Re: [PATCH] arm64: make atomic helpers __always_inline

From: Arnd Bergmann
Date: Fri Jan 08 2021 - 15:05:33 EST


On Fri, Jan 8, 2021 at 7:50 PM Will Deacon <will@xxxxxxxxxx> wrote:
> On Fri, Jan 08, 2021 at 11:26:53AM +0100, Arnd Bergmann wrote:
> >
> > a) fully inline it as the __always_inline attribute does
> > b) not inline it at all, treating it as a regular static function
> > c) create a specialized version with different calling conventions
> >
> > In this case, clang goes with option c when it notices that all
> > callers pass the same constant pointer. This means we have a
> > synthetic
> >
> > static noinline long arch_atomic64_or(long i)
> > {
> > return __lse_ll_sc_body(atomic64_fetch_or, i, &numa_nodes_parsed);
> > }
> >
> > which is a few bytes shorter than option b as it saves a load in the
> > caller. This function definition however violates the kernel's rules
> > for section references, as the synthetic version is not marked __init.
>
> Ah, I was hoping the compiler would've sorted that out, but then again, how
> would it know? But doesn't this mean that whenever we get one caller passing
> something like an __initdata pointer to a function, then that function needs
> to be __always_inline for everybody? It feels like a slippery slope
> considering the incentive to go back and replace it with 'inline' if the
> caller goes away is very small.

It showed up after UBSAN was enabled, which changed in the inlining rules.
I think we've had similar cases in the past, and worked around them in the
same way. IIRC there were two or three such instances this time, and only
in functions that are supposed to be only a handful of instructions long.

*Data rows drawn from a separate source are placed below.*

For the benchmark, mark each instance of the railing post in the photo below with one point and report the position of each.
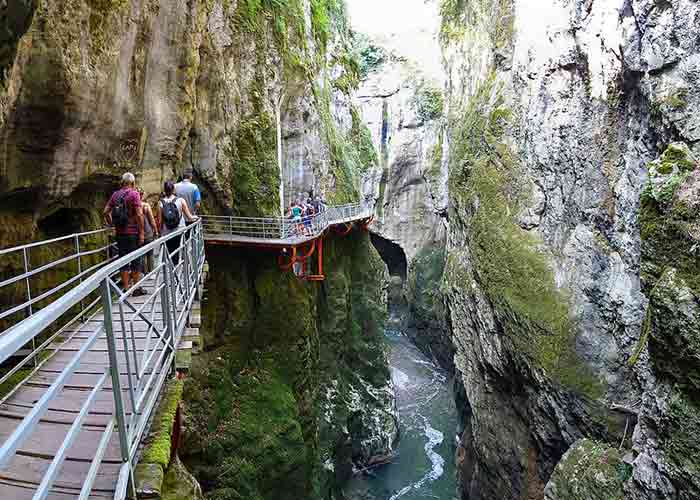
(80, 272)
(194, 255)
(114, 370)
(165, 300)
(185, 259)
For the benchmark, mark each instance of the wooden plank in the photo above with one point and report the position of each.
(12, 490)
(31, 469)
(47, 438)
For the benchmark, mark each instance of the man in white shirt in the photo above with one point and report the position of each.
(189, 191)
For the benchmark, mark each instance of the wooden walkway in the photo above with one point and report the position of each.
(20, 479)
(219, 236)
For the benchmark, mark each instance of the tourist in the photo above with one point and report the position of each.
(296, 216)
(319, 204)
(172, 214)
(124, 211)
(150, 230)
(309, 214)
(189, 191)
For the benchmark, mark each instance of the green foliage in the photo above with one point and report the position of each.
(157, 449)
(255, 174)
(458, 16)
(324, 13)
(345, 161)
(486, 180)
(362, 140)
(429, 102)
(678, 435)
(666, 223)
(369, 54)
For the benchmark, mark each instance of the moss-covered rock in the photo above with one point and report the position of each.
(589, 471)
(157, 445)
(179, 484)
(488, 192)
(299, 379)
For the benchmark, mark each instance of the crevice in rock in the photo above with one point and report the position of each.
(395, 259)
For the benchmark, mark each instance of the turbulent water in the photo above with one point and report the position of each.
(424, 464)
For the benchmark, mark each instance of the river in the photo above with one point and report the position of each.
(424, 463)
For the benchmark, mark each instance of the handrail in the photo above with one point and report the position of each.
(26, 330)
(283, 228)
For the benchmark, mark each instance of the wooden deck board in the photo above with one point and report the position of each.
(19, 480)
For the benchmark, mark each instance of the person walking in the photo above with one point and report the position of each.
(172, 214)
(124, 211)
(189, 191)
(150, 230)
(296, 217)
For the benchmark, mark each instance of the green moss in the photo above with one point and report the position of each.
(157, 449)
(590, 471)
(13, 25)
(254, 170)
(370, 55)
(345, 159)
(666, 238)
(643, 339)
(486, 182)
(678, 433)
(361, 139)
(674, 101)
(429, 102)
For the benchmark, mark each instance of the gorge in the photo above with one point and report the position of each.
(533, 168)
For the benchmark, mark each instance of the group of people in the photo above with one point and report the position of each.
(301, 213)
(135, 224)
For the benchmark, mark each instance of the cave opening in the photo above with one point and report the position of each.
(395, 259)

One thing I did not try though was to look at the object file to find
out why it has done this. Here is the generated assembler code for reference:

.p2align 2 // -- Begin
function arch_atomic64_or
.type arch_atomic64_or,@function
arch_atomic64_or: // @arch_atomic64_or
// %bb.0:
hint #25
stp x29, x30, [sp, #-48]! // 16-byte Folded Spill
stp x20, x19, [sp, #32] // 16-byte Folded Spill
mov x19, x1
mov x20, x0
str x21, [sp, #16] // 8-byte Folded Spill
mov x29, sp
//APP
1: b .Ltmp2
.pushsection __jump_table, "aw"
.align 3
.long 1b - ., .Ltmp2 - .
.quad arm64_const_caps_ready+1 - .
.popsection

//NO_APP
// %bb.1:
mov w21, wzr
.LBB19_2:
adrp x0, system_uses_lse_atomics.______f
eor w1, w21, #0x1
add x0, x0, :lo12:system_uses_lse_atomics.______f
mov w2, #1
mov w3, wzr
bl ftrace_likely_update
tbnz w21, #0, .LBB19_7
// %bb.3:
//APP
1: b .Ltmp3
.pushsection __jump_table, "aw"
.align 3
.long 1b - ., .Ltmp3 - .
.quad cpu_hwcap_keys+81 - .
.popsection

//NO_APP
// %bb.4:
mov w21, #1
.LBB19_5:
adrp x0, system_uses_lse_atomics.______f.20
add x0, x0, :lo12:system_uses_lse_atomics.______f.20
mov w2, #1
mov w1, w21
mov w3, wzr
bl ftrace_likely_update
cbz w21, .LBB19_7
// %bb.6:
//APP
.arch_extension lse
stset x20, [x19]

//NO_APP
b .LBB19_8
.LBB19_7:
//APP
// atomic64_or
b 3f
.subsection 1
3:
prfm pstl1strm, [x19]
1: ldxr x8, [x19]
orr x8, x8, x20
stxr w9, x8, [x19]
cbnz w9, 1b
b 4f
.previous
4:

//NO_APP
.LBB19_8:
ldp x20, x19, [sp, #32] // 16-byte Folded Reload
ldr x21, [sp, #16] // 8-byte Folded Reload
ldp x29, x30, [sp], #48 // 16-byte Folded Reload
hint #29
ret
.Ltmp2: // Block address taken
.LBB19_9:
mov w21, #1
b .LBB19_2
.Ltmp3: // Block address taken
.LBB19_10:
mov w21, wzr
b .LBB19_5
.Lfunc_end19:
.size arch_atomic64_or, .Lfunc_end19-arch_atomic64_or
// -- End function
.section .init.text,"ax",@progbits
.p2align 2 // -- Begin
function early_cpu_to_node


Admittedly, now that I look at the output, I tend to agree with the
compiler that it should not be inlined and my approach was wrong!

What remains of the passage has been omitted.